Marijuana also proves costly for Qatar as failed tests cost country its Olympic berth.
An Australian jockey has been banned from racing for four years after failing his sixth random cannabis test in the past 10 years.
An inquiry was opened after Mark Elliott failed his latest test following a race in Townsville, Queensland on Jan. 25. The rider pleaded guilty after his urine was found to contain 11-nor-delta-9-tetrahydrocannabainol-9-carboxylic acid, a metabolite of cannabis, according to Yahoo! Sport.
Racing stewards, who enforce the rules of racing in their home jurisdiction and opened the investigation, reported that they took into account Elliott’s honesty and his guilty plea when assessing punishment. They weighed that against the risk that riding under the influence can place on his horse and surrounding riders.
His five previous infractions for using the same substance also factored heavily into the decision.
Elliott, whose suspension will expire on Feb. 26, 2024, must pass another urine test before being permitted to reapply for his licence.
Cannabis use has also cost Qatar’s equestrian team its spot in the Tokyo Olympics after two of its riders — one a sheikh — tested positive for cannabis last year.
Sheikh Ali Al Thani and Bassem Mohammed were at a qualifying event in Morocco in October when they failed the tests, according to the International Equestrian Federation (FEI). Cannabis is prohibited under the governing body’s regulations, but there is some flexibility when it comes to the drug.
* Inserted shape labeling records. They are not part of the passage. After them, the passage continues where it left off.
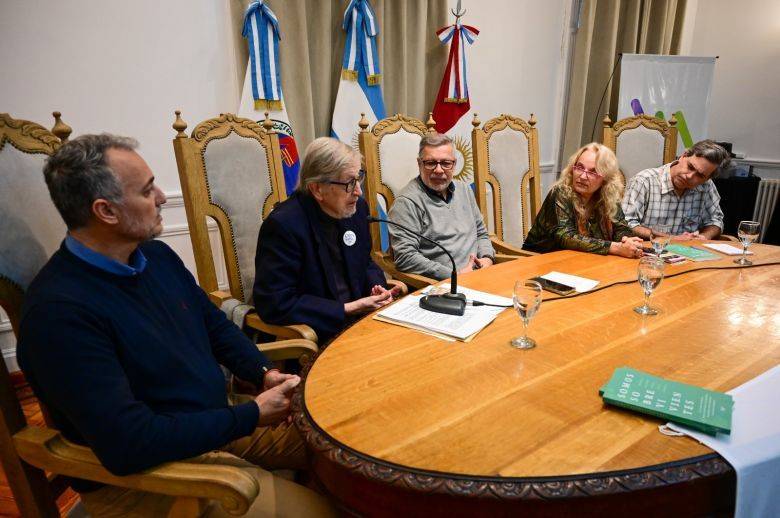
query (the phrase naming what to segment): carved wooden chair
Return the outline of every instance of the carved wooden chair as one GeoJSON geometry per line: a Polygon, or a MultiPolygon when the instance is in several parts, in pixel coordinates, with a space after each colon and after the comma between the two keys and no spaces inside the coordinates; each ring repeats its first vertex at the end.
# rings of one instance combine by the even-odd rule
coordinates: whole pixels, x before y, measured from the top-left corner
{"type": "MultiPolygon", "coordinates": [[[[366,201],[372,215],[387,214],[395,197],[417,176],[420,140],[426,132],[435,131],[435,122],[432,116],[426,124],[397,114],[378,121],[369,131],[368,120],[363,115],[359,125],[360,152],[366,167],[366,201]]],[[[394,279],[418,289],[436,282],[422,275],[399,271],[390,250],[382,249],[379,225],[371,225],[371,250],[374,261],[394,279]]]]}
{"type": "MultiPolygon", "coordinates": [[[[255,272],[260,225],[287,198],[279,137],[272,128],[268,113],[262,126],[251,119],[222,114],[198,124],[188,137],[184,133],[187,124],[176,111],[173,149],[198,282],[218,306],[251,303],[255,275],[263,274],[255,272]],[[220,290],[217,282],[207,218],[216,221],[219,230],[229,292],[220,290]]],[[[307,325],[271,325],[254,311],[234,321],[277,338],[317,342],[317,335],[307,325]]],[[[268,347],[266,344],[261,349],[268,353],[268,347]]]]}
{"type": "Polygon", "coordinates": [[[475,113],[471,124],[477,205],[493,247],[514,257],[536,255],[521,249],[541,208],[536,118],[500,115],[480,128],[475,113]]]}
{"type": "MultiPolygon", "coordinates": [[[[65,236],[65,225],[42,175],[46,157],[71,132],[58,112],[54,116],[56,124],[49,132],[36,123],[0,114],[0,307],[14,333],[24,290],[65,236]]],[[[4,361],[0,361],[0,461],[25,517],[60,516],[56,498],[68,487],[63,477],[178,496],[172,512],[193,516],[198,498],[219,500],[228,512],[243,514],[258,494],[254,478],[230,466],[174,462],[129,477],[112,475],[89,448],[69,443],[52,428],[27,424],[4,361]]]]}
{"type": "Polygon", "coordinates": [[[669,122],[636,115],[612,122],[604,117],[604,145],[614,151],[626,182],[650,167],[673,162],[677,154],[677,119],[669,122]]]}

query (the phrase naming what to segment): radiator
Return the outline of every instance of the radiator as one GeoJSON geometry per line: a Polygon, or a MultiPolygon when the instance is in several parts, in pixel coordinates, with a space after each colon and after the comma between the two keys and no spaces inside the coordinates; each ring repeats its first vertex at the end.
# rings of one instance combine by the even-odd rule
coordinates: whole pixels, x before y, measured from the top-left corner
{"type": "Polygon", "coordinates": [[[761,236],[759,242],[764,242],[764,235],[769,222],[772,220],[772,213],[777,206],[777,197],[780,194],[780,179],[761,180],[758,184],[758,195],[756,196],[756,206],[753,208],[753,221],[761,223],[761,236]]]}

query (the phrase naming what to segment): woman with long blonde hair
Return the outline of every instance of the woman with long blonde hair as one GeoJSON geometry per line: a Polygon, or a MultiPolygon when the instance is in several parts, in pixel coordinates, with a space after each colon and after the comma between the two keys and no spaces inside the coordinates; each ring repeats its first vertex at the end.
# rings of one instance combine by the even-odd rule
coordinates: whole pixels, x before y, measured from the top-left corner
{"type": "Polygon", "coordinates": [[[626,224],[623,175],[615,154],[592,142],[574,153],[545,198],[523,248],[641,257],[642,239],[626,224]]]}

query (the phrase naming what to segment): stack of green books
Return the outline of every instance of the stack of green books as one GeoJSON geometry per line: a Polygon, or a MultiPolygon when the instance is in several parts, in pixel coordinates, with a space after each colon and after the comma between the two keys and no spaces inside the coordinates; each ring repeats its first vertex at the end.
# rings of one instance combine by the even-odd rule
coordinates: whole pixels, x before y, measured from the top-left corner
{"type": "Polygon", "coordinates": [[[709,435],[731,433],[734,400],[728,394],[619,367],[601,387],[605,403],[650,414],[709,435]]]}

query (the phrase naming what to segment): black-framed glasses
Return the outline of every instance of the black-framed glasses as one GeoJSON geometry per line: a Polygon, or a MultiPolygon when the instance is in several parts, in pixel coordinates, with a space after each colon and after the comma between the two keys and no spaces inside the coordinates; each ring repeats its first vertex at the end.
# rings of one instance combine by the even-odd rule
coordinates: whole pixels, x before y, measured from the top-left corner
{"type": "Polygon", "coordinates": [[[589,176],[590,178],[602,178],[604,175],[596,171],[595,169],[585,169],[585,166],[577,162],[573,166],[571,166],[572,169],[577,171],[580,174],[585,174],[589,176]]]}
{"type": "Polygon", "coordinates": [[[444,171],[455,167],[455,160],[420,160],[426,171],[434,171],[436,166],[441,166],[444,171]]]}
{"type": "Polygon", "coordinates": [[[343,185],[344,192],[346,192],[347,194],[352,194],[353,192],[355,192],[355,188],[357,188],[357,184],[362,182],[363,178],[365,177],[366,177],[366,172],[361,169],[360,172],[358,173],[357,178],[353,178],[348,182],[337,182],[335,180],[327,180],[326,182],[323,183],[329,183],[333,185],[343,185]]]}

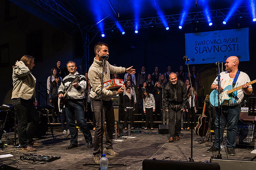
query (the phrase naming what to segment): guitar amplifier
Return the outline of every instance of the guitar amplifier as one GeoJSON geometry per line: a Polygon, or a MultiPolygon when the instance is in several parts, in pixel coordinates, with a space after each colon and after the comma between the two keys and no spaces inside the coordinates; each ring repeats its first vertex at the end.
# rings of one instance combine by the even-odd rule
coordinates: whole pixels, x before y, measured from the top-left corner
{"type": "Polygon", "coordinates": [[[256,116],[249,116],[248,113],[249,107],[241,107],[241,111],[240,112],[239,119],[243,121],[253,122],[256,120],[256,116]]]}
{"type": "Polygon", "coordinates": [[[119,106],[113,106],[114,113],[115,114],[115,121],[119,121],[119,106]]]}
{"type": "Polygon", "coordinates": [[[117,106],[120,104],[120,96],[112,96],[111,98],[112,103],[113,105],[117,106]]]}

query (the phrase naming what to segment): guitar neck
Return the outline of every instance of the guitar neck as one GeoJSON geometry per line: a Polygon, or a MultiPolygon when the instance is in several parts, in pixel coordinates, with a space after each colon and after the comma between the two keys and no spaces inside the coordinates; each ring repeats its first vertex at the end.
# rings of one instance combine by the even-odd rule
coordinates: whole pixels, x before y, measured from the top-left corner
{"type": "MultiPolygon", "coordinates": [[[[256,83],[256,80],[255,80],[253,81],[252,81],[251,82],[249,82],[249,83],[247,83],[245,84],[247,84],[247,85],[250,85],[252,84],[253,84],[253,83],[256,83]]],[[[237,90],[238,90],[239,89],[241,89],[243,88],[243,85],[240,86],[238,87],[236,87],[235,88],[234,88],[233,89],[231,89],[231,90],[228,90],[227,91],[227,94],[230,94],[230,93],[232,93],[234,91],[236,91],[237,90]]]]}
{"type": "Polygon", "coordinates": [[[202,114],[202,116],[205,116],[204,112],[205,111],[205,107],[206,106],[206,102],[204,102],[204,104],[203,105],[203,114],[202,114]]]}

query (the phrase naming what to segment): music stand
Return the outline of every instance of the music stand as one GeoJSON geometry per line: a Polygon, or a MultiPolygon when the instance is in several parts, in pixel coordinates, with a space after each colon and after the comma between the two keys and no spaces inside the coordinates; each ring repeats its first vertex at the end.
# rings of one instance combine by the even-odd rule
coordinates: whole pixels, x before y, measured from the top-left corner
{"type": "MultiPolygon", "coordinates": [[[[107,58],[106,59],[103,58],[103,61],[102,61],[102,76],[101,77],[101,89],[100,95],[100,115],[101,115],[101,157],[102,157],[102,155],[103,154],[103,135],[104,134],[104,131],[103,130],[104,128],[103,122],[103,100],[102,99],[102,97],[103,97],[103,79],[104,77],[104,71],[105,70],[105,60],[106,61],[107,58]]],[[[83,164],[83,165],[84,166],[88,166],[90,165],[99,165],[99,164],[83,164]]],[[[126,166],[126,164],[109,164],[109,165],[110,166],[126,166]]],[[[99,170],[101,169],[100,167],[99,170]]]]}

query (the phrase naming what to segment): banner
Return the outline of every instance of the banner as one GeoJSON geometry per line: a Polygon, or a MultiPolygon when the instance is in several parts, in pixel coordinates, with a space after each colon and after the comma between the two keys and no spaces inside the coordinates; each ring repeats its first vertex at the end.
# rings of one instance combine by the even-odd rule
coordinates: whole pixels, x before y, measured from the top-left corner
{"type": "Polygon", "coordinates": [[[232,55],[250,61],[248,28],[185,34],[185,43],[190,64],[225,62],[232,55]]]}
FEI has said cannabis is “more likely to have been consumed by an athlete for a purpose other than the enhancement of sport performance,” reported the Associated Press. “Positive cases involving ‘specified substances’ can be handled with a greater degree of flexibility within the structure of the FEI Regulations.”
The FEI announced that Morocco will take Qatar’s berth in the team jumping competition at the Tokyo Games.